Only story I have heard about was Kayak Kevin telling a story about his first trip from Florida to VA. he had a bull shark try to bite his kayak. I think he said it happened in Ga.

Robert


----------



## Blues Brother (Jul 18, 2005)

Try that on for size.  











You can read the whole report here: http://extremecoast.com/reports/report111904.htm


----------



## Russell (Jun 14, 2005)

cool pictures and stories but only yakandsurf answered my question. anyone else have any input on my question? Thanks....


----------



## FisherTim (Mar 13, 2003)

Never had a problem. Fish in general just ignore a kayak.
Could be a problem while trying to land a thrashing fish if the shark was in that mood!


----------



## Caught Myself (Sep 14, 2004)

Never seen one while yak fishing for over a year or surfing for many years. Never caught one, either. Fine with me. Of course, I don't keep fish on a stringer, either.  

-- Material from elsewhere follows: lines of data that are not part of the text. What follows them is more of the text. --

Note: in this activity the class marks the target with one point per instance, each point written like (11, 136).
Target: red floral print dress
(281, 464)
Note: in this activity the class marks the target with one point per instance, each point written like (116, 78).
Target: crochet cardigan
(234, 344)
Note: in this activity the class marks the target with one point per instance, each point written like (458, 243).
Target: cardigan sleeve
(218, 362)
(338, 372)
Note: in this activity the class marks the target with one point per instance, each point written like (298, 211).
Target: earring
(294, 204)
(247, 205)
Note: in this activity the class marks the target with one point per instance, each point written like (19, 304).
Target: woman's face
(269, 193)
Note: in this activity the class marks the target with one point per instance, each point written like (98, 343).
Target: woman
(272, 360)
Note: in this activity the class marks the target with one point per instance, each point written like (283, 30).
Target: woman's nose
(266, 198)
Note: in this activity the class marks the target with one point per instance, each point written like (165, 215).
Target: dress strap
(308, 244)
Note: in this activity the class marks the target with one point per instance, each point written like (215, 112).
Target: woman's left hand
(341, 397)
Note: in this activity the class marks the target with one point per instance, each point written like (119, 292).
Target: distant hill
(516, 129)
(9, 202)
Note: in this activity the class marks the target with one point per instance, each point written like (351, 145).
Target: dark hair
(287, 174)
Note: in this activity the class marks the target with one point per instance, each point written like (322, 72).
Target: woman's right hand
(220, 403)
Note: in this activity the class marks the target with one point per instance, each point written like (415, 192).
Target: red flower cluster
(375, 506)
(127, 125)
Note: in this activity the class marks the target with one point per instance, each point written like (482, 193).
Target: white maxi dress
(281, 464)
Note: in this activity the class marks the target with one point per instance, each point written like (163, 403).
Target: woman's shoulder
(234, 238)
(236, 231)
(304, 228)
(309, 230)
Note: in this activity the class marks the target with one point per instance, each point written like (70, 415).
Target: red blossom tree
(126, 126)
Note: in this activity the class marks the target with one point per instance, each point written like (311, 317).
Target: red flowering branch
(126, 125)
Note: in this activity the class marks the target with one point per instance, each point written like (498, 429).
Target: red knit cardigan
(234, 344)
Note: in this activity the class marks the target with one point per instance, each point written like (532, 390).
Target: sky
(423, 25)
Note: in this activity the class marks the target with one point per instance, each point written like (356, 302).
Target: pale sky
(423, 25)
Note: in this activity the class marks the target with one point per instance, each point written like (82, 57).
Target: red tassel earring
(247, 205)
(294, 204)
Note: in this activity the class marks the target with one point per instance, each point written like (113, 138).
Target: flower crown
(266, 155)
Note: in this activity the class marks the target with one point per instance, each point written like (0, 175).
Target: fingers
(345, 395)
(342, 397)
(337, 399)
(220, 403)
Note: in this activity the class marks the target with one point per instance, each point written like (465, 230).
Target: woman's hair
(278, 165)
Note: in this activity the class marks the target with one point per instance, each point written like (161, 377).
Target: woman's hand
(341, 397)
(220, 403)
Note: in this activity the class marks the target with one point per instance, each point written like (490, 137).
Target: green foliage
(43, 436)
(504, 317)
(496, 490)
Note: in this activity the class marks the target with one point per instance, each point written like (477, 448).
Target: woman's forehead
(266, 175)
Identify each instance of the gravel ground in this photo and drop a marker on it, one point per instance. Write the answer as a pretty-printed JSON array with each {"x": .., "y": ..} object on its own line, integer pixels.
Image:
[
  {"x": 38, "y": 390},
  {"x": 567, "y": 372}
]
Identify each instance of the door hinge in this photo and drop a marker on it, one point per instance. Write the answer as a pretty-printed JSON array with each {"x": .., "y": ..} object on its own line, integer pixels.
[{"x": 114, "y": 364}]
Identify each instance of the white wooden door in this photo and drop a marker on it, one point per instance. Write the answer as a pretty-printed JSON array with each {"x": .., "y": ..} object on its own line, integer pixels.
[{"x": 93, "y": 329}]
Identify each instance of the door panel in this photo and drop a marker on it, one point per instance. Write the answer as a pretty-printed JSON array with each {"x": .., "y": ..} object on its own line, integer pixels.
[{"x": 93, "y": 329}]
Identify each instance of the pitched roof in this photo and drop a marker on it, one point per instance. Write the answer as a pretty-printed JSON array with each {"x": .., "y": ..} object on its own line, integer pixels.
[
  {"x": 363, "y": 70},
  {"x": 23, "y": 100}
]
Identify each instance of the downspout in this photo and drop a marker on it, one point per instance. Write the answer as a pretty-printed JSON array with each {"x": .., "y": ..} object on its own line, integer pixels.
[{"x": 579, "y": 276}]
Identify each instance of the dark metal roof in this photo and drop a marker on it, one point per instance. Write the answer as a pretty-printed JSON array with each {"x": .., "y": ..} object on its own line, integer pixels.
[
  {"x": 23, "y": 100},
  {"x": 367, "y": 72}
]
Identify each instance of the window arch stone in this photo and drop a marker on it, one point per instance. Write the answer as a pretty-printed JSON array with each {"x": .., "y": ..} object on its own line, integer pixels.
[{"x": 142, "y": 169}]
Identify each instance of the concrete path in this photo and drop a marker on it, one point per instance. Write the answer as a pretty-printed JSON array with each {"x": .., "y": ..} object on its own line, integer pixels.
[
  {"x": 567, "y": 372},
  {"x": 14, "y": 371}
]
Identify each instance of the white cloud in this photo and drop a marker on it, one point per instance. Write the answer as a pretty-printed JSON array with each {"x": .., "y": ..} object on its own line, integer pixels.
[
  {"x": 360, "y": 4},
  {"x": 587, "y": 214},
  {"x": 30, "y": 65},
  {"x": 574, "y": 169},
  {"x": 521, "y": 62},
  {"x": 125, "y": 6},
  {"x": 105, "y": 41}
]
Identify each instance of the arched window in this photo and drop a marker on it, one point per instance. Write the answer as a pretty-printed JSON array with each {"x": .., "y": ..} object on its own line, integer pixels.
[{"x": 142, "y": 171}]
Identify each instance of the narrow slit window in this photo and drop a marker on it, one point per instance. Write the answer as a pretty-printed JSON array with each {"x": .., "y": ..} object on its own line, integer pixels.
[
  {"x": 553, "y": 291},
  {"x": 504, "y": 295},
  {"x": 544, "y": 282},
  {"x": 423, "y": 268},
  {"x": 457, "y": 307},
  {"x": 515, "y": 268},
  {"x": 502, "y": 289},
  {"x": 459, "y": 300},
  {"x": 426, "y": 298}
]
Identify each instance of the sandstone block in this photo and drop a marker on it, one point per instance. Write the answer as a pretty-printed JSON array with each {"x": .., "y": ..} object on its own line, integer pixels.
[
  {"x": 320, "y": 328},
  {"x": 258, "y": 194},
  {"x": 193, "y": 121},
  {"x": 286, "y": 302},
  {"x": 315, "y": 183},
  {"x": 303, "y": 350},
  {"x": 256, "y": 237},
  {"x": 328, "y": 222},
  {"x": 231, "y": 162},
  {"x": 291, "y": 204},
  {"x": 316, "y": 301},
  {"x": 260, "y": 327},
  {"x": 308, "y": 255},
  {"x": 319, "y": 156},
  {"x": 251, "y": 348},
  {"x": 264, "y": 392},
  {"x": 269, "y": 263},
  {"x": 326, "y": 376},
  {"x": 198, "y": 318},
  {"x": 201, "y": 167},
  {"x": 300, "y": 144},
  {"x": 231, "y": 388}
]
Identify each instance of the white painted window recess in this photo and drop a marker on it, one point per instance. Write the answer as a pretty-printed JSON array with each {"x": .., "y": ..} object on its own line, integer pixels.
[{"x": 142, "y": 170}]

Robert, I would love to hear the rest of Kevin's encounter. Do you know any more details?

George


----------



## fisherkid (Jun 30, 2005)

*Thats it*



Blues Brother said:


> Try that on for size.
> 
> 
> 
> ...


Thats the shark.
I think people were trying to joke with the shark pictures. like me


----------



## fisherkid (Jun 30, 2005)

I'm terrified of sharks something that keeps me from going to far into the surf. and why I don't kayak fish yet.


----------



## YakandSurf (Dec 17, 2002)

Caught Myself, I don't know anymore details about Kayaking Kevins shark story but he will be at the TKAA meeting next Wednesday talking about his kayaking adventure this last summer.


Robert


----------



## chris storrs (Aug 25, 2005)

i was on avon two years ago and saw a big 10' + shark swim down the surf past a few surfers.they didnt see him.he didnt bother them...i dont think a shark would attak a kayak unless chumming or you had a big one hooked..ive never had problems .


----------



## glen721 (Jul 25, 2004)

Kayak Kevin had a run in with a shark down in Georgia on his trip back from Florida.


----------



## Grommet (May 16, 2005)

YakandSurf said:


> Russel, I have not had any problems with sharks but I yakfish in the Chesapeake bay.
> Only story I have heard about was Kayak Kevin telling a story about his first trip from Florida to VA. he had a bull shark try to bite his kayak. I think he said it happened in Ga.
> 
> Robert


I think it was trying to mate with his Manta.


----------



## Mark G (Nov 15, 2004)

*saw a picture*

of a half eating king that someone had caught while kayaking and didn't get reeled in fast enough. If you are dragiging bloody bait or tossing bleeding fish in the kayak you will attract the sharks, haven't personally heard of any actual attacks on kayaks, but it's certainly possible.


----------



## rattler (Jul 3, 2004)

even close to shore there will be sharks...i had a 9lb trout turn into a 4lb 1/2 trout on harrisons pier...and i was not on the end...bluefish hurt more people a year than sharks do...i'd be more worried about getting run over by a boat or getting struck by lightning...


----------



## Chad (Apr 26, 2004)

I have had numerous "run ins" with sharks in the yak. I have never had one be the least bit agressive towards the yak. I have had several fish that I was fighting get hit by sharks including a 70 lb tarpon in Cedar Key, FL king fish, ladyfish, jack crevalles and even specks. I think it was a hammerhead. If you fish in areas where there are tarpon in Florida there is almost always a few to many hammerheads and big sandbar sharks around. I have caught quite a few blacktips and sand bar sharks from the yak. I usually just cut them loose at the side of the boat with a release knife a then they get the hell outa dodge. I think Kevin's deal in GA was more of a reaction from the shark than an "attack". Sometimes in the yak you get very close to them before they see you and make some pretty dramatic explosions when they spook. 
Chad


----------